I know I’ve talked about my friends quite a bit on here before, but I’m going to talk about them again. Well, really just one because she’s the one that inspired tonight’s post.

About a week ago (8 days to be exact), my dear friend posted this on Instagram:

I had one of those days where things just kept going wrong. I couldn’t help but have a really sinful thought, “I have very little to be thankful for. God you haven’t blessed me lately.”

And I nodded along, “Ditto, sister. Ditto.”

It was just one of those weeks. Every woe-is-me emotion was making its way to the surface of my life and I just wanted to have a good cry. I’ve had this thought run through my mind more than once over the past year: “What do I have to do to get You to show You care about me?!”

Sinful, I know.

Honest? Yup. Very.

It’s easy for me to try to work my way towards blessings. I want to be the good little athlete I’ve always been and earn my spot. I was to prove that I’m worth it.

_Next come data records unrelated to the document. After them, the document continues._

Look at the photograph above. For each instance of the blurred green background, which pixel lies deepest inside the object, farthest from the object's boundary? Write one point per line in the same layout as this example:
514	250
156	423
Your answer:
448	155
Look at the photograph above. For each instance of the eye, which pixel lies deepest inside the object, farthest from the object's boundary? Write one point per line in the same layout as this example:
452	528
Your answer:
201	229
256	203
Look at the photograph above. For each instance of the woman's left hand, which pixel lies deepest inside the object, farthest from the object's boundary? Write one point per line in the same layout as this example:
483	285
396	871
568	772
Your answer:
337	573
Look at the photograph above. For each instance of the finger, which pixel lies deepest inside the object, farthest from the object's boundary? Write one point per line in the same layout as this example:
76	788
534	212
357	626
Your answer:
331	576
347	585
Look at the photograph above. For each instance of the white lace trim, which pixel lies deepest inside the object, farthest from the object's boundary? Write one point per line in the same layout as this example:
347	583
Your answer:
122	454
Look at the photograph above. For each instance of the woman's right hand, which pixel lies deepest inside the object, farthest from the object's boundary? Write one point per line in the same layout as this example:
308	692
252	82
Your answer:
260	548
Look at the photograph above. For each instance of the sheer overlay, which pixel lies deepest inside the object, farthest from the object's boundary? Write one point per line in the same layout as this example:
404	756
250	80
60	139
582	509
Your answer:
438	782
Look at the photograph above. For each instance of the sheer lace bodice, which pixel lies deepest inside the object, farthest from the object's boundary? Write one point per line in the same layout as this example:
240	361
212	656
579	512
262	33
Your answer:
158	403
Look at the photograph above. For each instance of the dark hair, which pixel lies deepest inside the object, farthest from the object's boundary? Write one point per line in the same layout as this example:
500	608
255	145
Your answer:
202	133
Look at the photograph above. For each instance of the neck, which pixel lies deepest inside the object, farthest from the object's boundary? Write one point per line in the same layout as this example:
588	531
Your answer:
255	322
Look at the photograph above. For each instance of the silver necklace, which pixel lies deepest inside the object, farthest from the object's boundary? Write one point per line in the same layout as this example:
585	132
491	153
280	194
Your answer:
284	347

I can’t accept grace, mercy, justice, divine love at face value. I find it hard to believe that God is good just because.

And then I start feeling bad about feeling bad

“Why are you complaining, Smith? You ARE blessed. You have a home to live in, food to eat, clothes to wear, a family & friends that love you. Stop it!”

The pendulum then swings towards self-reliance and not wanting to ‘burden’ God with my needs. I cheapen His love & grace by thinking that my needs aren’t worth His time.

Both of these attitudes are sinful. Both say God isn’t good, enough, just, holy. Both say that my way is better and I can just do this life alone.

But then my friend finished her post:

A little later I opened my variety pack fruit snack and found 3 raspberries. It’s my favorite flavor and you’re lucky if you get 1. (Yesterday I got none.) BUT today I found 3 waiting for me. Sounds so silly, but I was so humbled. Even if it is just about my fruit snack, I have so much to be thankful for. We have a Savior who already won the battle. #fruitsnackfaith #choosejoy #Heisalwaysgood

(Sorry, not sorry that I left the hashtags in there.)

God does bless us in the most mundane ways.

God does care about our simple & small desires.

He knows us so intimately, and wants us to know His love so greatly, that He gives us our favorite fruit snacks at just the right moment.

It can be easy to look past God’s goodness in the everyday life moments, and it can be just as easy to think He doesn’t care about something as small as me wanting queso for dinner.

Know that He does care. He does love extravagantly. He knows our hearts so well that He’s giving us just what we desire and need, exactly when we need it.

Take heart, precious one. He has won the battle & holds your heart.

*and yes, in case you were wondering, that IS the original fruit snack picture that inspired this whole thing!